Annotations are provided in three widely-supported formats: COCO JSON, YOLO TXT, and Pascal VOC XML. A full dataset card with usage instructions and download guidance is available on Hugging Face.
📌 Citation: If you use this dataset in your work, kindly acknowledge it by citing the following article:
Robert Fonod, Haechan Cho, Hwasoo Yeo, Nikolas Geroliminis (2025). Advanced computer vision for extracting georeferenced vehicle trajectories from drone imagery, Transportation Research Part C: Emerging Technologies, vol. 178, 105205. DOI: 10.1016/j.trc.2025.105205.
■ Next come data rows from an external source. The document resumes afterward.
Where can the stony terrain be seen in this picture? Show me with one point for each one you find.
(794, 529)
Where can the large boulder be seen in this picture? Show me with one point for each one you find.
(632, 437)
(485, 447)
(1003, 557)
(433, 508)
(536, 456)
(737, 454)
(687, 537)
🔗 Related dataset: For precisely georeferenced vehicle trajectories extracted from the same large-scale multi-drone experiment, see Songdo Traffic: 10.5281/zenodo.13828384.
Motivation
Publicly available datasets for aerial vehicle detection often exhibit limitations such as:
- Non-BeV perspectives with varying angles and distortions
- Inconsistent annotation quality, with loose or missing bounding boxes
- Lower-resolution imagery, reducing detection accuracy, particularly for smaller vehicles
- Lack of annotation detail, especially for motorcycles in dense urban scenes with complex backgrounds
To address these challenges, Songdo Vision provides high-quality human-annotated bounding boxes, with machine learning assistance used to enhance efficiency and consistency. This ensures accurate and reliable ground truth for training and evaluating detection models.
Dataset Composition
The dataset is randomly split into training (80%) and test (20%) subsets:
| Subset | Images | Car | Bus | Truck | Motorcycle | Total Vehicles |
| Train | 4,335 | 195,539 | 7,030 | 11,779 | 2,963 | 217,311 |
| Test | 1,084 | 49,508 | 1,759 | 3,052 | 805 | 55,124 |
A subset of 5,274 frames was randomly sampled from drone video sequences, while an additional 145 frames were carefully selected to represent challenging cases, such as motorcycles at pedestrian crossings, in bicycle lanes, near traffic light poles, and around other distinctive road markers where they may blend into the urban environment.
Data Collection
The dataset was collected as part of a collaborative multi-drone experiment conducted by KAIST and EPFL in Songdo, South Korea, from October 4–7, 2022.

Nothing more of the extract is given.